Wie wichtig diese Hinweise sind, zeigen Zahlen, wie sie zur Zeit aus Bremen und Berlin kolportiert werden. Sie zeigen,
daß die von uns durchgesetzte Evaluierung tatsächlich unverzichtbar ist. Wenn in Berlin angeblich 40 Prozent und in Bremen sogar 50 Prozent des Brechmitteleinsatzes keine Beweismittel zutage gefördert haben,
dann wäre nach meinem Dafürhalten in diesen Fällen leichtfertig eine die körperliche Unversehrtheit und die persönliche Freiheit beeinträchtigende Maßnahme angeordnet worden, und das, meine Damen und Herren, wäre nicht hinnehmbar.

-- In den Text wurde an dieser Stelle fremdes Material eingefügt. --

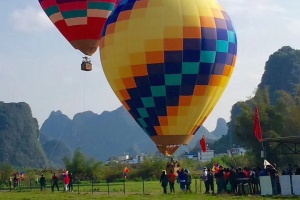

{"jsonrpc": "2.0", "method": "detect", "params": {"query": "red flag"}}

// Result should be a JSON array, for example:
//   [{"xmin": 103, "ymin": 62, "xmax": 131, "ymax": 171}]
[
  {"xmin": 254, "ymin": 106, "xmax": 262, "ymax": 142},
  {"xmin": 200, "ymin": 135, "xmax": 207, "ymax": 152}
]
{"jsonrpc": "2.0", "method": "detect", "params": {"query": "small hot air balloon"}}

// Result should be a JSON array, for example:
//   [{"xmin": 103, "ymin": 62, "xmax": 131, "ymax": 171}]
[
  {"xmin": 39, "ymin": 0, "xmax": 116, "ymax": 71},
  {"xmin": 100, "ymin": 0, "xmax": 237, "ymax": 155},
  {"xmin": 200, "ymin": 135, "xmax": 207, "ymax": 152}
]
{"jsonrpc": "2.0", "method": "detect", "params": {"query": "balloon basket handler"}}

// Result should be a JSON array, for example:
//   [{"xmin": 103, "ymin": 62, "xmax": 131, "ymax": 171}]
[
  {"xmin": 166, "ymin": 157, "xmax": 180, "ymax": 176},
  {"xmin": 81, "ymin": 56, "xmax": 93, "ymax": 71}
]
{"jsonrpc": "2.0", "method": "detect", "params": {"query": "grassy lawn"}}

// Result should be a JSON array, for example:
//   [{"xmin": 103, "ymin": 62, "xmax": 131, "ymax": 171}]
[{"xmin": 0, "ymin": 181, "xmax": 297, "ymax": 200}]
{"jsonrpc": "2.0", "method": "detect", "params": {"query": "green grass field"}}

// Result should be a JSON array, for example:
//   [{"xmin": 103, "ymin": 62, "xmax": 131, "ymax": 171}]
[{"xmin": 0, "ymin": 181, "xmax": 297, "ymax": 200}]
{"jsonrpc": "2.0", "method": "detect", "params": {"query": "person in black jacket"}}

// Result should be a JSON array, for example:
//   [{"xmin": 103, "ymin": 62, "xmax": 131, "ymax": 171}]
[
  {"xmin": 159, "ymin": 170, "xmax": 169, "ymax": 194},
  {"xmin": 68, "ymin": 173, "xmax": 73, "ymax": 192}
]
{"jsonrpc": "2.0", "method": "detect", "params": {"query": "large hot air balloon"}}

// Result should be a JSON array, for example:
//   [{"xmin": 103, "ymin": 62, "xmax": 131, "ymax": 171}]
[
  {"xmin": 100, "ymin": 0, "xmax": 237, "ymax": 155},
  {"xmin": 39, "ymin": 0, "xmax": 116, "ymax": 71}
]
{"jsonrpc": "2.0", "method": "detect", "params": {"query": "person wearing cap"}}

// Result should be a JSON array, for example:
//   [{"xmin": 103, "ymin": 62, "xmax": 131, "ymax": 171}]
[{"xmin": 159, "ymin": 170, "xmax": 169, "ymax": 194}]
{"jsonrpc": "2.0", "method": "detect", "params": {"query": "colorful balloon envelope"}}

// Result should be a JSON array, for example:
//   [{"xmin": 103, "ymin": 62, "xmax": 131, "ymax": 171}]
[
  {"xmin": 100, "ymin": 0, "xmax": 237, "ymax": 155},
  {"xmin": 39, "ymin": 0, "xmax": 116, "ymax": 56}
]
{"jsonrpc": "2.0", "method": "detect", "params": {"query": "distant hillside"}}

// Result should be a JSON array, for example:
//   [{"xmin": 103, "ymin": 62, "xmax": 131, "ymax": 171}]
[
  {"xmin": 43, "ymin": 140, "xmax": 73, "ymax": 168},
  {"xmin": 258, "ymin": 46, "xmax": 300, "ymax": 104},
  {"xmin": 0, "ymin": 102, "xmax": 48, "ymax": 168},
  {"xmin": 40, "ymin": 107, "xmax": 227, "ymax": 160},
  {"xmin": 213, "ymin": 46, "xmax": 300, "ymax": 153}
]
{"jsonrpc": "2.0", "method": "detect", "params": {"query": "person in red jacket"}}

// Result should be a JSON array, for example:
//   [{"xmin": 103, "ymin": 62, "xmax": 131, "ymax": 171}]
[{"xmin": 64, "ymin": 174, "xmax": 70, "ymax": 192}]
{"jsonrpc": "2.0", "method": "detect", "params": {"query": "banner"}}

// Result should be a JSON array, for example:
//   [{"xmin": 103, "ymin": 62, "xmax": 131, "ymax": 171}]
[
  {"xmin": 254, "ymin": 106, "xmax": 262, "ymax": 142},
  {"xmin": 259, "ymin": 176, "xmax": 273, "ymax": 196},
  {"xmin": 279, "ymin": 175, "xmax": 292, "ymax": 195},
  {"xmin": 292, "ymin": 175, "xmax": 300, "ymax": 195}
]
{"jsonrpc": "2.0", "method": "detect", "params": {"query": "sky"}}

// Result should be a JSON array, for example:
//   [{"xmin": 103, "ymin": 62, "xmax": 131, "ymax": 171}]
[{"xmin": 0, "ymin": 0, "xmax": 300, "ymax": 131}]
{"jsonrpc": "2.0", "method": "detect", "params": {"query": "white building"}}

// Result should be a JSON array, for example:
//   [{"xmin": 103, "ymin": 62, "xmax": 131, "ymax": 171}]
[
  {"xmin": 128, "ymin": 153, "xmax": 148, "ymax": 164},
  {"xmin": 227, "ymin": 147, "xmax": 247, "ymax": 156}
]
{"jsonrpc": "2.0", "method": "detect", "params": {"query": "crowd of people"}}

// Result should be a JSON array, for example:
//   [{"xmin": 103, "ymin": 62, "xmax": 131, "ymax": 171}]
[
  {"xmin": 35, "ymin": 171, "xmax": 73, "ymax": 192},
  {"xmin": 160, "ymin": 163, "xmax": 300, "ymax": 195},
  {"xmin": 160, "ymin": 168, "xmax": 192, "ymax": 194}
]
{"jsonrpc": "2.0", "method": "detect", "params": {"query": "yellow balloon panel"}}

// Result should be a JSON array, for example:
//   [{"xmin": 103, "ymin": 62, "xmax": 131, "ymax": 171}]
[{"xmin": 101, "ymin": 0, "xmax": 237, "ymax": 149}]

Sollten in Hamburg, Herr Wersich, am Ende der Untersuchung ähnliche Ergebnisse festgestellt werden, wäre aus meiner Sicht ein Festhalten an diesem Mittel – unabhängig davon, wie wir persönlich dazu stehen – unverantwortlich und politisch nicht durchzuhalten.
Reden Sie doch keinen Unsinn, Frau Sudmann.
Auch die anderen repressiven Maßnahmen gehen zum Teil an die Grenze des Verträglichen.
Wir haben uns letztlich darauf eingelassen, weil sie – wie die Videoüberwachung, das verschärfte Vorgehen gegen Konsumenten und die geplante Sondernutzungsvergabe – ausdrücklich auf den Hauptbahnhof beschränkt bleiben sollen und uns signalisiert wurde, daß es die von uns durchgesetzten Hilfemaßnahmen nur im Paket geben würde.
Meine Damen und Herren! Lassen Sie mich zum Schluß kommen. Mit dem neuen Drogenkonzept erfolgt nicht der ganz große Wurf.
Wir sind auch nicht mit allem glücklich.
Aber es werden wichtige Weichen in die richtige Richtung gestellt.
Ungelöst, Frau Blumenthal, bleibt die Frage, wo die Abhängigen ihren Stoff herkriegen sollen. Die kontrollierte Abgabe von Heroin bleibt deshalb auf der Tagesordnung und muß endlich einer Lösung zugeführt werden. Damit würde zumindest einem Teil der Szene der Beschaffungsdruck genommen, und sie müßten ihren Stoff nicht mehr illegal auf der Straße erwerben und konsumieren. Gut wäre es auch, wenn Senator Scholz noch einige Worte darüber verlieren würde, wie er ein Vertreiben der Szene in andere Stadtteile verhindern will.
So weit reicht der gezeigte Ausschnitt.